Near the three men, draped in a black woolen cape that hung to her ankles, stood Finch’s resident witch, Miranda Morrow, who’d left her holistic health hotline unattended in order to pay her respects to the deceased. The presence of a pagan at a Christian burial might have raised eyebrows in a less tightly knit community, but Miranda’s neighbors were accustomed to her funny little ways.
Four women—two widows and two spinsters, all retired—huddled together for warmth in the lee of a marble angel. Elspeth Binney, Opal Taylor, Selena Buxton, and Millicent Scroggins never missed a funeral if they could help it, but their patented piety was, on this occasion, undercut by the volley of resentful glances they cast at a fifth woman, Amelia Thistle. Amelia had wounded them grievously by winning the heart of the village’s most eligible widower, who happened to be my father-in-law. The quarrelsome quartet had almost forgiven Amelia for succeeding so spectacularly where they had failed, but the cold rain had made them cranky.

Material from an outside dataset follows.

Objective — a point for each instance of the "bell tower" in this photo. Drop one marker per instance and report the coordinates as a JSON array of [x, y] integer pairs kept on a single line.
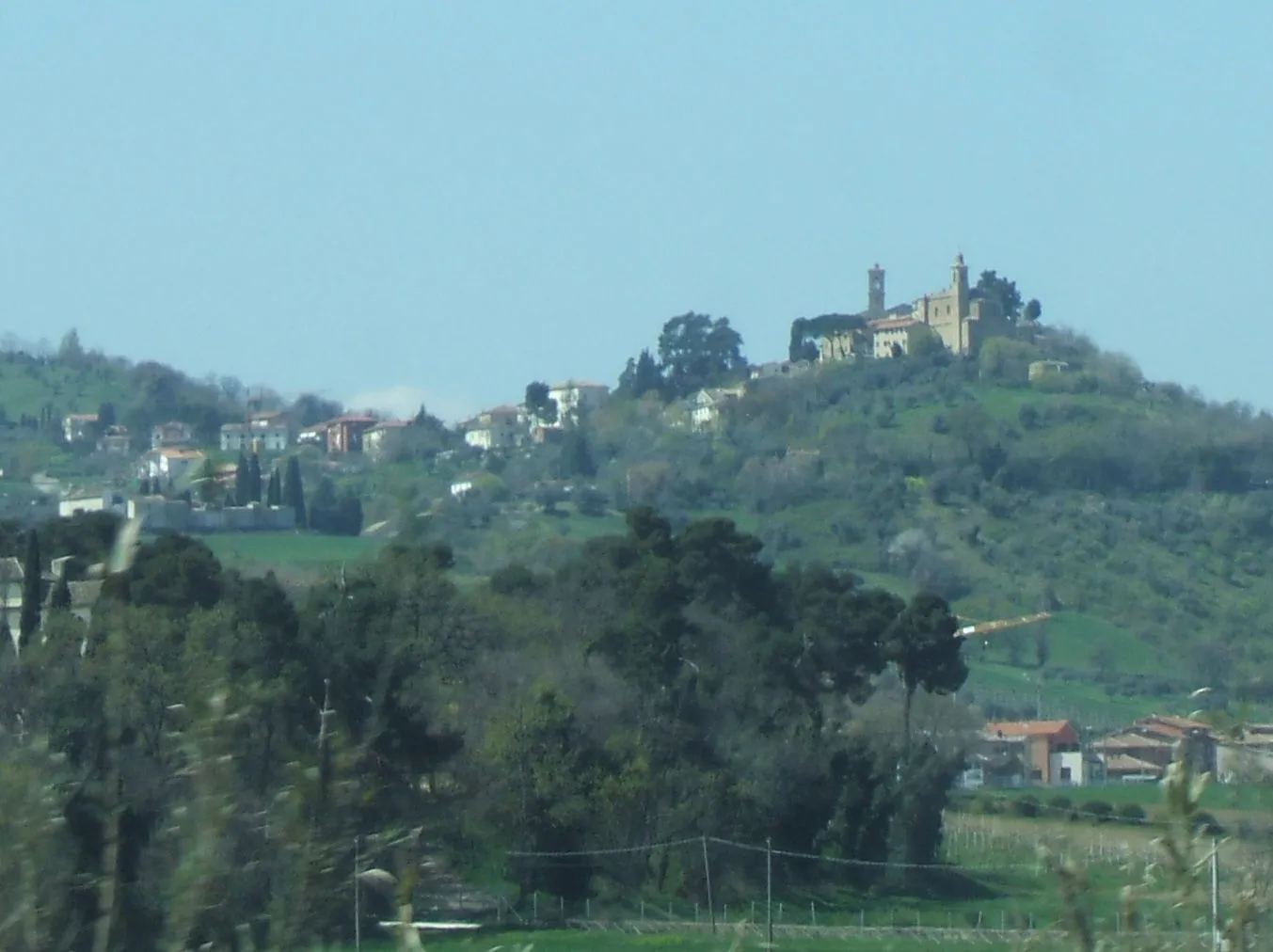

Peggy and Jasper Taxman occupied their usual positions at the forefront of the assembly. Mild-mannered Jasper Taxman was a mere blip on the village’s radar, but his wife was a supernova. Peggy Taxman ran the post office, the general store, the greengrocer’s shop, and every village-wide event in Finch, and she did so imperiously, with an iron hand and a voice that could crack granite. None but the brave would dare to question Peggy’s right to plant her Wellington-booted feet wherever she chose to plant them.
By contrast, Mr. Barlow, who was the church sexton and village handyman, stood at a respectful distance from the grave, while Bree Pym, the twenty-year-old New Zealander who’d helped Mr. Barlow to lower the coffin into its final resting place, rested her muddy hands on the headstone shared by her great-grandaunts, Ruth and Louise Pym, whose house and modest fortune she had inherited. Brave Bree rarely missed an opportunity to goad Peggy Taxman, but she’d sheathed her sharp wit for the day and watched the proceedings in solemn silence.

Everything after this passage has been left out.